A) Prolonged discussions about what the exact and precise definition of the word "bug" is, and how whatever that was released last night and caused mayhem between clients and the support was not it
B) Bargaining so my pet stuff is released right after the holidays and I don't look like the unproductive schmuck
C) Using this to nitpick at and get rid of employees someone doesn't like
D) Stack ranking the employees by the number of bugs they let slip past them
E) A full-on war between developers and the QA department
F) Fears to make any progress at all because a bug might creep in
...and of course, anything else you might have seen in your favorite Kafka books, in "Brazil", in "1984", in Lem's "Memoirs Found in a Bathtub", you name it. Of course, in the metrics it's going to look as if the company exceeds any expectations in implementing its zero bug tolerance policy! The managers will work hard on the infographics to show you.
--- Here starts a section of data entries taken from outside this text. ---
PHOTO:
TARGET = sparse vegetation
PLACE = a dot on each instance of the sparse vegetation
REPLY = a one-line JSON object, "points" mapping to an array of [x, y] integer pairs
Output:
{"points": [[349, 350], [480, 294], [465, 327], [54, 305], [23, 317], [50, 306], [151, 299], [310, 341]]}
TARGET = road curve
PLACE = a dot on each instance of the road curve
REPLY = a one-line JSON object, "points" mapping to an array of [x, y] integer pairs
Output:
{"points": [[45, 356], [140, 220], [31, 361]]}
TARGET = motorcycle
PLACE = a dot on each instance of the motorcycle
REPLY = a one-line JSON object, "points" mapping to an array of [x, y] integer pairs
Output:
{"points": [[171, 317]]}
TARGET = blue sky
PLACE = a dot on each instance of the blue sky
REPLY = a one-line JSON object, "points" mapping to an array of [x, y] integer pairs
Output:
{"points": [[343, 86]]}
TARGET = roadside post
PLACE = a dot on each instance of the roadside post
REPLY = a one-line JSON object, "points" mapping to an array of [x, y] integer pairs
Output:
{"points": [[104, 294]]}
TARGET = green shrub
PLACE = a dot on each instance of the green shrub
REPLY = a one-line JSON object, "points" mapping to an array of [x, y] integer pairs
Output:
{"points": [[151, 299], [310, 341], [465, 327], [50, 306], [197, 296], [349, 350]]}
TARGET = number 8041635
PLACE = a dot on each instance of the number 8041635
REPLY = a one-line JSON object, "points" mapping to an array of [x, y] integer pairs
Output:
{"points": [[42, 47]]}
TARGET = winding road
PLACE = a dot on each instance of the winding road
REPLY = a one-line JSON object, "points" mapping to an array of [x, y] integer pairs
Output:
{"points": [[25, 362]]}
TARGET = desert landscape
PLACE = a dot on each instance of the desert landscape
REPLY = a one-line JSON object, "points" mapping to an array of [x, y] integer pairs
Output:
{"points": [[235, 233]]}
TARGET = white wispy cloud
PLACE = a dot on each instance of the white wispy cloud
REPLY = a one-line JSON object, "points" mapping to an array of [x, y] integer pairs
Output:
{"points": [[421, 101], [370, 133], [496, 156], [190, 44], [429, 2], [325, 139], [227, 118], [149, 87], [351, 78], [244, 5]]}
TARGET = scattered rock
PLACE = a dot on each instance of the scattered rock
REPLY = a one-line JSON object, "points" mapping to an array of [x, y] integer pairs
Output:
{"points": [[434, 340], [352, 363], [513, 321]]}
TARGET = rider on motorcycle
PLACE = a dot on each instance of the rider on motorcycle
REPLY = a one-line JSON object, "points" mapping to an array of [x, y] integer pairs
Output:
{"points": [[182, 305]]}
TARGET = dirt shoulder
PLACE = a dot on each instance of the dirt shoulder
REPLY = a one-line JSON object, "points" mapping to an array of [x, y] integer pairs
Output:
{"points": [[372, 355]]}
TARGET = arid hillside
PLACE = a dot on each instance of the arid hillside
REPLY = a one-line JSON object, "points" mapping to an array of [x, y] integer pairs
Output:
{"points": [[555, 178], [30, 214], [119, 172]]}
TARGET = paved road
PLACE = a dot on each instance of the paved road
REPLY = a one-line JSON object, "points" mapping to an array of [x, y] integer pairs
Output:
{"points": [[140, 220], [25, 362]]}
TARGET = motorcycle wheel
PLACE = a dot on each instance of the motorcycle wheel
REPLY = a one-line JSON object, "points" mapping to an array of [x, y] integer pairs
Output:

"I know this has bugs, but the PM has promised this feature by end of this month"
Penny-wise, pound-foolish. Sounds like they’re saving money by cutting corners and that that is incurring a cost greater than the amount saved.
IMHO in the long run this saves a lot of time and money. Even bugs with zero user impact can signal some deep misunderstanding about technology, and fixing the problem immediately before it gets replicated everywhere else in the codebase is hugely valuable. Several times there have been cases where there was an extremely inconsequential issue that led to us discovering and fixing all sorts of important bugs that we hadn't even known about.
Cudos on having an awesome product.
But it gets hard when the users do not cooperate, and there is nothing to reproduce
In an open-source app I only got 3 bug reports in the bug tracker in nearly 15 years. And they were not really bugs either, one question and two https problems. I hope it is because I had tested any change for months and have thousands of automated tests. Or it is because the users do not find the bug tracker.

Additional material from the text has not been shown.